In this situation we ‘become the pituitary gland’ and prescribe FSH injections to make the eggs grow. We give these injections daily just under the skin via a special drug pen using very, very fine needles (if ice is placed on the lower abdominal or upper leg skin before the injection it doesn’t hurt too much). FSH is a very powerful medication so its use needs to be carefully monitored as there is a much higher risk of multiple pregnancy. We need to monitor closely with scans and blood tests. We also sometimes have to trigger the release of the egg by giving an injection of hCG (a long acting form of LH) as well as 1-2 injections after ovulation to tell the ovary to keep making hormones like progesterone to keep the lining of the womb ready for implantation.

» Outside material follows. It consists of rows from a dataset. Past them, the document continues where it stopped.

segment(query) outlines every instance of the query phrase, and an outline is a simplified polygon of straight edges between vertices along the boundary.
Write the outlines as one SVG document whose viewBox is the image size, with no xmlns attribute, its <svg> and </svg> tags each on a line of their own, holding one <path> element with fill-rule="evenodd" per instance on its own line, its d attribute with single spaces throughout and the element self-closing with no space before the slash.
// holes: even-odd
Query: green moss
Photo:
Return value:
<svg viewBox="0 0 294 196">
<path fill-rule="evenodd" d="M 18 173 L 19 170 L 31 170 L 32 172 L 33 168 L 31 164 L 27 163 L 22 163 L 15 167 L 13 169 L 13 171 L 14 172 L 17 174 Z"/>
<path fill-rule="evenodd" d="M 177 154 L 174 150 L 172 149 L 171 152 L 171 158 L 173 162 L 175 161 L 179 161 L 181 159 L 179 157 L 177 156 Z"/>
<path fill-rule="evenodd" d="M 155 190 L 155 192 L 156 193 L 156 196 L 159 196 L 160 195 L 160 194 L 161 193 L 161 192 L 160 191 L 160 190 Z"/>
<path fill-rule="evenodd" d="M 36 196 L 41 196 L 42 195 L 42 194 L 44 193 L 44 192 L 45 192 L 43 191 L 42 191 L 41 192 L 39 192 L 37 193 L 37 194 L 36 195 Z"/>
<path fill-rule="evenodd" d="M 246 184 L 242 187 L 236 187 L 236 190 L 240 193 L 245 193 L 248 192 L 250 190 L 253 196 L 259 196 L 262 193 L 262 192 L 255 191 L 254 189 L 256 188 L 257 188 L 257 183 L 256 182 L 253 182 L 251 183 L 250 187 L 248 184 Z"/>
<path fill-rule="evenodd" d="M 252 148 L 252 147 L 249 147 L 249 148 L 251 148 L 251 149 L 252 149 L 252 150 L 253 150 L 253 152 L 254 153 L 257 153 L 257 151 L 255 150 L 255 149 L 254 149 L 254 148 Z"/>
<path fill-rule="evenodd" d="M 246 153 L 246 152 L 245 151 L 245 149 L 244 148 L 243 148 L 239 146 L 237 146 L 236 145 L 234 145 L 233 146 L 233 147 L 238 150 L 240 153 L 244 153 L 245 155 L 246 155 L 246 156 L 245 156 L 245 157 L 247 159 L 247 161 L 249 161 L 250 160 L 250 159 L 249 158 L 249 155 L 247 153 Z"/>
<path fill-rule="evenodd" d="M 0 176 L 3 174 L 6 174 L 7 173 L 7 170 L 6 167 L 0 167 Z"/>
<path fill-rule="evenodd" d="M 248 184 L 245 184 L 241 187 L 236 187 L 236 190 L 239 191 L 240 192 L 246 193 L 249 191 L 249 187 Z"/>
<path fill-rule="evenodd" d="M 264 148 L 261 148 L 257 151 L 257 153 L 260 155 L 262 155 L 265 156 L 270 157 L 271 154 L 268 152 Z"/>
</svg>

Another treatment to induce ovulation, which we are using less and less often is laparoscopy and making small holes in the ovary (ovarian drilling). We are still unsure how it works and we would only consider it if there someone had high ovarian reserve usually with polycystic ovarian syndrome, but it is still used and can help the release of eggs from the ovary or help the other medications that induce ovulation work better.
Is IVF an option?
IVF is an option and sometimes it is the only way to help couples with ovulation problems. Sometimes there is an all or nothing response to the ovulation medications we use, where either none of the eggs grow or lots of eggs (15 or more) grow. If there are always a high number of eggs rather than cancelling cycles repeatedly, we can remove the eggs from the body and do IVF and we really want about 15. We can convert an ovulation induction cycle to IVF if there are too many eggs to give a couple a chance of pregnancy and we may get frozen embryos as well. Another reason we may use IVF to treat couples with ovulation problems is when there is another fertility issue such as a low sperm count and we can improve fertilisation in the lab.
Ovulation problems are often a cause of reduced fertility, however we do have good ways of inducing ovulation, often with tablets. Recognising and diagnosing the reason why someone isn’t ovulating is critical as there are many simple treatments that will help conception that don’t require IVF. Understanding the biology of ovulation and tailoring treatment to induce ovulation is an important part of a fertility specialist’s job. It is great when a simple change of medication or lifestyle helps a couple have a baby without needing intensive treatments like IVF.